Long-Duration Energy Storage

Long-duration energy storage projects are fast-starting, quick-ramping, high-capacity resources that can help balance peak loads and enhance clean-energy resources’ ability to meet the needs of the electric grid. Strategic bulk-storage investments will allow us to park surplus renewable energy for times of low supply, and provide flexibility to the grid without burning fossil fuels. CEERT vigorously advocates for long-duration energy storage at the CAISO and in CPUC procurement rulemakings.

Recent Developments:

CEERT continued our successful advocacy, in coordination with Mark Weideman and Ryan McCarthy, in support of expanded funding for Long-Duration Energy Storage, as reflected by the Governor’s budget including $190 million in new funding for LDES projects. Combined with $140 million in last year’s budget, the state has now amassed a fund of $330 million for these projects. CEERT is also working to develop an understanding of market mechanisms that could be used to support LDES facilities that provide capacity, energy, and ancillary services. Such mechanisms will be a necessary source of revenue in the absence of “off-takers” willing to sign power purchase agreements, since the benefits of LDES accrue to the power system as a whole, rather than a single utility or load-serving entity.
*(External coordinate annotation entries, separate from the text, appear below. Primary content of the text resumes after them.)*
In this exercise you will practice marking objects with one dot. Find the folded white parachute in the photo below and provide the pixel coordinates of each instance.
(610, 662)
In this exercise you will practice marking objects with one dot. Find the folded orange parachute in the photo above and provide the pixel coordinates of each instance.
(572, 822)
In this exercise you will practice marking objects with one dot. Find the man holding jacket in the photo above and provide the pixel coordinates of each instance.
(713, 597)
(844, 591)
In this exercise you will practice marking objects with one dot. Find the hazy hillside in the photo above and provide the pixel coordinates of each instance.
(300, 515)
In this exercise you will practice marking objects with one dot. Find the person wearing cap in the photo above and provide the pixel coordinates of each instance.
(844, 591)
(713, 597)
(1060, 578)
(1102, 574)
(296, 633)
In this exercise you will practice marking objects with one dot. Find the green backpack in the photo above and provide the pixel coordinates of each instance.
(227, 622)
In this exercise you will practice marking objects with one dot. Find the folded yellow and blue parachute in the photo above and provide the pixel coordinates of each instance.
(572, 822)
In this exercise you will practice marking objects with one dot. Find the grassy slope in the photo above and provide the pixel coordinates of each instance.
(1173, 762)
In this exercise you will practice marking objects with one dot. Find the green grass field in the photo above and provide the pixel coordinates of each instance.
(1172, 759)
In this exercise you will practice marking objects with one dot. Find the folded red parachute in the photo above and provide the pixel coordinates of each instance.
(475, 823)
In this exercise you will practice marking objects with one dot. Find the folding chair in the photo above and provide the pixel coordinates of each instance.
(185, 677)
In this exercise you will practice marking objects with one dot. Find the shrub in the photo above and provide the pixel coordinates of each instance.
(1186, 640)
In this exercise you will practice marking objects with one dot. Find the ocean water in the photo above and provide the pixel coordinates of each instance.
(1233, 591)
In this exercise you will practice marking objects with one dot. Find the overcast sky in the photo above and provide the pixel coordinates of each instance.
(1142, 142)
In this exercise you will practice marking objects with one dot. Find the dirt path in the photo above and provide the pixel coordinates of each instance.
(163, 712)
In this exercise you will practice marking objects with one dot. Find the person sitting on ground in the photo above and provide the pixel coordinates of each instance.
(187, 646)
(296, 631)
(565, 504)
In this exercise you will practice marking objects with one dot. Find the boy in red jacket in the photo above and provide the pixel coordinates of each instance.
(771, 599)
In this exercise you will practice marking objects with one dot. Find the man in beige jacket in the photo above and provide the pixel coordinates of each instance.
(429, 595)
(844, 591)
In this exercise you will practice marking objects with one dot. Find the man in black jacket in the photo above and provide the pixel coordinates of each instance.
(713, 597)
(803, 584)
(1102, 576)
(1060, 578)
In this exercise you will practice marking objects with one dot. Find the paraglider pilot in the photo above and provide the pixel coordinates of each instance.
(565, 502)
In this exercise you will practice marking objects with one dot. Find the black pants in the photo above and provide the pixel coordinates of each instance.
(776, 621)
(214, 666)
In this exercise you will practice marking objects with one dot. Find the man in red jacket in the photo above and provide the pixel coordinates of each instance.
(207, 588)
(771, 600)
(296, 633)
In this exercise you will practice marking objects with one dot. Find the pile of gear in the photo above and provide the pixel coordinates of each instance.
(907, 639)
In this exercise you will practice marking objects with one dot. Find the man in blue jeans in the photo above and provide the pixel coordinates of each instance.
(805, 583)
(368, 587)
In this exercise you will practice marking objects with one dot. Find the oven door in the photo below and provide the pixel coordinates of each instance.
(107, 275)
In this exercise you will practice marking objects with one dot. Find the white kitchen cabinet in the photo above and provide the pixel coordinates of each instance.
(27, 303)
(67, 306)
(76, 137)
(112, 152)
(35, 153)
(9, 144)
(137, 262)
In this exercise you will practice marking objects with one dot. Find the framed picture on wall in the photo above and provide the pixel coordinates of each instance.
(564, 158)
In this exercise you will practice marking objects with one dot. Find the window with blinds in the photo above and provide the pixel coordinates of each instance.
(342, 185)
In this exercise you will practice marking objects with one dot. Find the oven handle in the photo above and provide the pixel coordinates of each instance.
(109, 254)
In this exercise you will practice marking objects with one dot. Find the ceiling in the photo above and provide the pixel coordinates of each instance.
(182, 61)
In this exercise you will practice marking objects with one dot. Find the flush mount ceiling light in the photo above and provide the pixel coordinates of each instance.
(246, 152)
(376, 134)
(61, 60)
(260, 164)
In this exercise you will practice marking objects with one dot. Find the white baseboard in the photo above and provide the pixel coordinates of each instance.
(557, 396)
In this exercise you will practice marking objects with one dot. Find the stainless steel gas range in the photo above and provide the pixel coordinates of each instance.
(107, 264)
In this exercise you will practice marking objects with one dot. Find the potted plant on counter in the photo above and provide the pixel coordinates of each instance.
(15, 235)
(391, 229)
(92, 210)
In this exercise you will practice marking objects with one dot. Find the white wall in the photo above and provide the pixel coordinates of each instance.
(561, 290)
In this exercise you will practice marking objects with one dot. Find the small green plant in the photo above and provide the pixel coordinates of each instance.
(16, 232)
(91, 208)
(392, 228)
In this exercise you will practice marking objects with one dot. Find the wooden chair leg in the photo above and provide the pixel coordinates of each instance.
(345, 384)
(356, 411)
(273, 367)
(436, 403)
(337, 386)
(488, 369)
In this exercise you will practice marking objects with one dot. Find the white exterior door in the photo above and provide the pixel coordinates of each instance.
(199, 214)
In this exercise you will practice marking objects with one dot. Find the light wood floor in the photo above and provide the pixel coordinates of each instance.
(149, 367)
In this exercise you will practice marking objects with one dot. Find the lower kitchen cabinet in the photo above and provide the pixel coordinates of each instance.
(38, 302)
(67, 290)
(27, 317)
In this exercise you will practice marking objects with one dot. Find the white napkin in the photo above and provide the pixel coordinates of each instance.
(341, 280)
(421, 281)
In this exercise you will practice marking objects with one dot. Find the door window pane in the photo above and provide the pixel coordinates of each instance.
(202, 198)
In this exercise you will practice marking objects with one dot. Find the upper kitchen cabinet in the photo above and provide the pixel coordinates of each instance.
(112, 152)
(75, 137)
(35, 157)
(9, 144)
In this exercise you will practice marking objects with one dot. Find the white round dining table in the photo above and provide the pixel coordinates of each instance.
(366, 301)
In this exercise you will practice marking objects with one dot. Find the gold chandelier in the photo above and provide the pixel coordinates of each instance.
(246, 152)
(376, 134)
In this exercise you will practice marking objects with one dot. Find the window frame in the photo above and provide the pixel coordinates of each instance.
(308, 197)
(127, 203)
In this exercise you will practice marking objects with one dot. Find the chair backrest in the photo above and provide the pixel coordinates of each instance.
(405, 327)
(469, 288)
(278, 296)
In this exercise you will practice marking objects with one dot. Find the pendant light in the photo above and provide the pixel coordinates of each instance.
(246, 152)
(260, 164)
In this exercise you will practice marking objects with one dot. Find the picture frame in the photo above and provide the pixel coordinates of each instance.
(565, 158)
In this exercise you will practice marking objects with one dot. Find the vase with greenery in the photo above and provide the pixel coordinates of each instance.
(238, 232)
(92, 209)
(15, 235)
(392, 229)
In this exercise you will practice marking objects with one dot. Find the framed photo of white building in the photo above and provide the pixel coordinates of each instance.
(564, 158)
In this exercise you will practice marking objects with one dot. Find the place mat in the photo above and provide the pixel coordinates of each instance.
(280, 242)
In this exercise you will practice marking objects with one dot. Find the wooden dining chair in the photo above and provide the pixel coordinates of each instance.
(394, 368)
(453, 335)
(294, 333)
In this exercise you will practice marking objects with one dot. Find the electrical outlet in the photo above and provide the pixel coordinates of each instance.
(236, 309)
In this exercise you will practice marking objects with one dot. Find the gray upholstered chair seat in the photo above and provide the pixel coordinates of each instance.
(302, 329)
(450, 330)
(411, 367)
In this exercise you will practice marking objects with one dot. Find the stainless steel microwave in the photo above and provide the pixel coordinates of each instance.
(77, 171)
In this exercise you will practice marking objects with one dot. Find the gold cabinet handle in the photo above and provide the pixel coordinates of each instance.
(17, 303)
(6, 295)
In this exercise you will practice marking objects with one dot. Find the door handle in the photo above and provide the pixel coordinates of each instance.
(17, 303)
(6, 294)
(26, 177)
In response to stakeholder and legislator concerns, the proposal for a Central Procurement entity was amended in the Assembly Appropriations Committee to drop pumped hydro or long-duration energy storage from the list of eligible resources. If AB 1373 is heard in the Senate Energy Committee in August, our lobbying affiliate Clean Power Campaign will support the bill as long as it’s amended to include LDES technologies.